Last October, Recursion, one of the more established AI in drug discovery companies founded in 2013, announced the investigational new drug (IND) approval of REC-1245, a new chemical entity for the treatment of biomarker-enriched solid tumors and lymphoma. Recursion, whose combination with U.K.-based Exscientia was approved in November 2024, stated that REC-1245 is the first program to use the company’s end-to-end AI platform and progressed from target identification to preclinical candidate in less than 18 months, nearly twice the speed of the industry average.

While proof points are starting to come in for timeline compression in discovery, success rates in the clinic remain at a low 10%. “I worry that we’re becoming more efficient at making medicines that fail in the clinic. The big challenge is still the translation challenge,” said Steve Crossan, founder of Dayhoff Labs and one of the founding DeepMind contributors of AlphaFold 1.

Crossan highlighted prior studies that showed that 70% of drugs in the clinic were working through off-target effects, indicating an ongoing gap in our goal of targeted therapeutic mechanisms.

Najat Khan, PhD, chief R&D officer and chief commercial officer at Recursion, emphasized the role of big data in understanding disease biology. “The challenge is unlike physician notes or the climate where we have a ton of data. We understand 10–15% of biology at best. There’s so much gap,” said Khan. “Think about it as a map with tons of gaps. You have to generate the data to increase the odds of success.”
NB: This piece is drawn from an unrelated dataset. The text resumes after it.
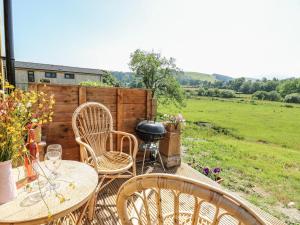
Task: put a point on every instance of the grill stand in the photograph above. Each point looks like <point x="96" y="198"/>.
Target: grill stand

Murali Venkatesan, MD, PhD, (Danaher), moderated a panel discussion unpacking science fact from hype with Subha Madhavan, PhD, (Pfizer), Najat Khan, PhD, (Recursion), Steve Crossan (Dayhoff Labs), and Andreas Busch, PhD, (Absci) (left to right). [Danaher]
Koller echoed this sentiment and attributes most failures to the early stages of the decision-making process. “We are very poor at selecting the right therapeutic hypotheses, the right targets to modulate, and the right patient population,” she said.

To improve drug discovery’s promise, Koller leverages support from human genetics to inform drug targets at insitro, noting that a recent study published in Nature documented the probability of success for drug mechanisms with genetic support to be 2.6 times greater than those without.

While drug discovery pipelines continue to advance, Khan urged the community to maintain momentum while managing expectations. “There’s a lot of hype and things that haven’t worked. A lot of people walk away. Is it going to be right the first time? No. If our success rate is 10%, you can’t expect 100%,” said Khan.

“I love what Eric Topol said, which is ‘embrace it!’ Because if you embrace it, then you say [AI] is a ‘must-have.’ There’s no option not to try,” Khan continued.

“When you’re on the exponential part of a technology curve, it’s very easy to forget that the thing that doesn’t work today will work tomorrow—literally tomorrow,” weighed in Crossan.

Taken together, Hinton’s words ring true as AI’s promise continues to provide increasing benefits across healthcare. As technology accelerates, the industry will watch as strategy, expectations, and acceptance evolve to keep up.